Demokratie ist die gegenseitige Zumutung des jeweiligen Andersseins

Neulich sei sie einem Mann in einem größeren SUV begegnet. Der stand am Ende eines Feldwegs und machte Pause während der Motor seines Fahrzeug beharrlich und sinnlos im Standgas vor sich hin lief. Es sei nicht einmal kalt gewesen: „Mir ist schon einmal eine Frau begegnet, die ihre Karre mit der Begründung, es sei kalt, nicht ausgeschaltet hat.“ F. meinte, sie könne nicht verstehen, wie man so ignorant sein könne und konnte es sich nicht verkneifen, auf den Herrn in seinem Fahrzeug zuzugehen. Sie ist in der Regel immer für einen, na ja, sagen wir’s ermunternd zynischen Spruch gut. Also fragte sie diesen spätblonden Fünzfiger, ob er schon etwas von Klimawandel und den damit einhergehenden negativen Umweltfolgen gehört habe. Was er verneinte, aber zurückgab: „Sie wollen sicher, dass ich den Motor ausmache?“ F. bejahte. Innerlich sträubte sich alles in ihr gegen diese, wie sie meinte, durchweg opportunistische Antwort.

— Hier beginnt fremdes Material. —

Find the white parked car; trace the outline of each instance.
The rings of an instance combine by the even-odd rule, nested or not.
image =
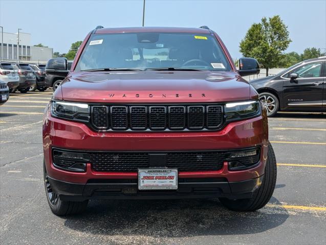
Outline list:
[[[10,63],[0,63],[0,79],[7,84],[10,92],[15,91],[19,86],[18,71]]]

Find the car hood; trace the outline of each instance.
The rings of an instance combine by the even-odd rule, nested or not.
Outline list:
[[[75,72],[59,88],[54,99],[90,103],[220,102],[257,96],[235,72]]]
[[[257,84],[260,83],[265,83],[265,82],[268,82],[270,80],[273,80],[275,77],[275,76],[272,76],[270,77],[264,77],[263,78],[257,78],[256,79],[253,79],[252,80],[249,81],[249,84]]]

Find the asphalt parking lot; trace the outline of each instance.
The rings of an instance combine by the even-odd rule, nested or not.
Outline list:
[[[269,120],[277,182],[259,211],[230,211],[217,200],[94,201],[84,214],[59,217],[42,179],[42,117],[51,95],[16,93],[0,107],[2,244],[326,243],[324,114]]]

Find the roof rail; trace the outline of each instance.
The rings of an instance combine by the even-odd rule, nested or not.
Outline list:
[[[97,29],[101,29],[102,28],[104,28],[104,27],[103,27],[102,26],[97,26],[94,30],[92,31],[92,34],[94,34],[94,33],[95,33],[95,32]]]
[[[203,28],[203,29],[207,29],[207,30],[210,30],[208,27],[207,27],[207,26],[202,26],[201,27],[199,27],[200,28]]]

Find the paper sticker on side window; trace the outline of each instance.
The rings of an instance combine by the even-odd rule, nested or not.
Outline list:
[[[103,39],[94,40],[93,41],[91,41],[91,42],[90,42],[90,45],[101,44],[102,42]]]
[[[207,37],[204,37],[204,36],[195,36],[194,38],[196,39],[207,40]]]
[[[225,66],[222,63],[211,63],[214,69],[225,69]]]

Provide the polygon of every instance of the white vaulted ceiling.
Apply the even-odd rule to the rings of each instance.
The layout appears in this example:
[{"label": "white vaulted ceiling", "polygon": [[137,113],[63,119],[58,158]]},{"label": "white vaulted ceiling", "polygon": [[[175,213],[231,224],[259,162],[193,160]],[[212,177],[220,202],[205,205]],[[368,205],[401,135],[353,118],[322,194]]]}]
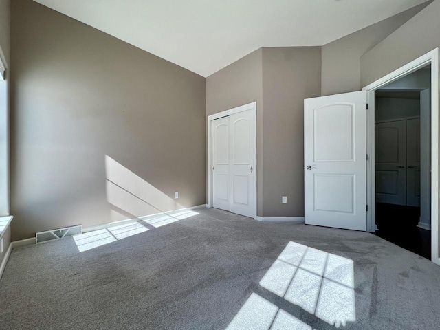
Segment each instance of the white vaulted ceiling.
[{"label": "white vaulted ceiling", "polygon": [[205,77],[261,47],[320,46],[427,0],[34,0]]}]

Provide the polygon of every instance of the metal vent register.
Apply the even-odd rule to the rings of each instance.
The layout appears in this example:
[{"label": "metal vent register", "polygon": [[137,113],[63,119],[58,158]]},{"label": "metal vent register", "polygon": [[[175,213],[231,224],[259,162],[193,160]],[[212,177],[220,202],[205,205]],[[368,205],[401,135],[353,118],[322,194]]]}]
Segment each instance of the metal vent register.
[{"label": "metal vent register", "polygon": [[54,239],[60,239],[64,237],[77,235],[82,233],[82,226],[74,226],[66,228],[54,229],[47,232],[36,233],[36,243],[47,242]]}]

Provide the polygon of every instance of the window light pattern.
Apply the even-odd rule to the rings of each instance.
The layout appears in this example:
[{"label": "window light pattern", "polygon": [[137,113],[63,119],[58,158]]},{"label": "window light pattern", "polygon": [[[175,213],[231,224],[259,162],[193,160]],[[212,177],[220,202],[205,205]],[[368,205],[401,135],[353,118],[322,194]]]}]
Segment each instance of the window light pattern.
[{"label": "window light pattern", "polygon": [[334,324],[356,320],[352,260],[290,242],[260,285]]},{"label": "window light pattern", "polygon": [[[352,260],[290,242],[260,285],[339,327],[356,320]],[[253,293],[227,330],[314,330]]]}]

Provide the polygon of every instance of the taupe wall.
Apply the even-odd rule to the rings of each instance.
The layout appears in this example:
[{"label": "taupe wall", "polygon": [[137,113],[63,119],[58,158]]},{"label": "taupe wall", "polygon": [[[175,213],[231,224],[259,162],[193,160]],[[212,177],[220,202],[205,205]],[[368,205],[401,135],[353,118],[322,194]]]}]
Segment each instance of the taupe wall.
[{"label": "taupe wall", "polygon": [[263,217],[304,217],[304,99],[320,82],[320,47],[263,49]]},{"label": "taupe wall", "polygon": [[204,78],[32,0],[11,24],[13,240],[206,203]]},{"label": "taupe wall", "polygon": [[322,46],[322,96],[359,91],[360,57],[427,6],[422,3]]},{"label": "taupe wall", "polygon": [[440,0],[435,0],[361,58],[367,85],[440,45]]},{"label": "taupe wall", "polygon": [[206,78],[207,116],[257,102],[258,216],[304,215],[302,104],[320,69],[320,47],[263,48]]},{"label": "taupe wall", "polygon": [[10,63],[10,0],[0,0],[0,47],[8,64]]},{"label": "taupe wall", "polygon": [[[7,65],[10,63],[10,0],[0,0],[0,47],[5,56]],[[0,216],[9,212],[8,201],[8,83],[7,72],[6,80],[0,80]],[[4,107],[6,107],[5,111]],[[3,261],[11,241],[10,227],[3,232],[4,250],[0,253],[0,263]]]},{"label": "taupe wall", "polygon": [[206,78],[206,118],[256,102],[257,213],[263,214],[262,50],[259,49]]},{"label": "taupe wall", "polygon": [[375,120],[398,120],[420,116],[420,100],[376,98]]}]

Warum handele ich überhaupt?

„Das ist wirklich ein starkes Stück“, empörte sie sich. Eines sei, die Umweltzerstörung zu verleugnen, das andere, nett zu sein und auf eine Bitte reagieren. „Wenn ich mir nicht darüber im Klaren bin, warum ich handeln soll, warum handle ich dann überhaupt?“ Es gehe sicher nicht immer, dass man sich vollständig über einen Sachverhalt Rechenschaft abgeben könne, aber schließlich sollte man es zumindest versuchen. Das halte F. für ein Stückchen Freiheit, wie sie mir sagte.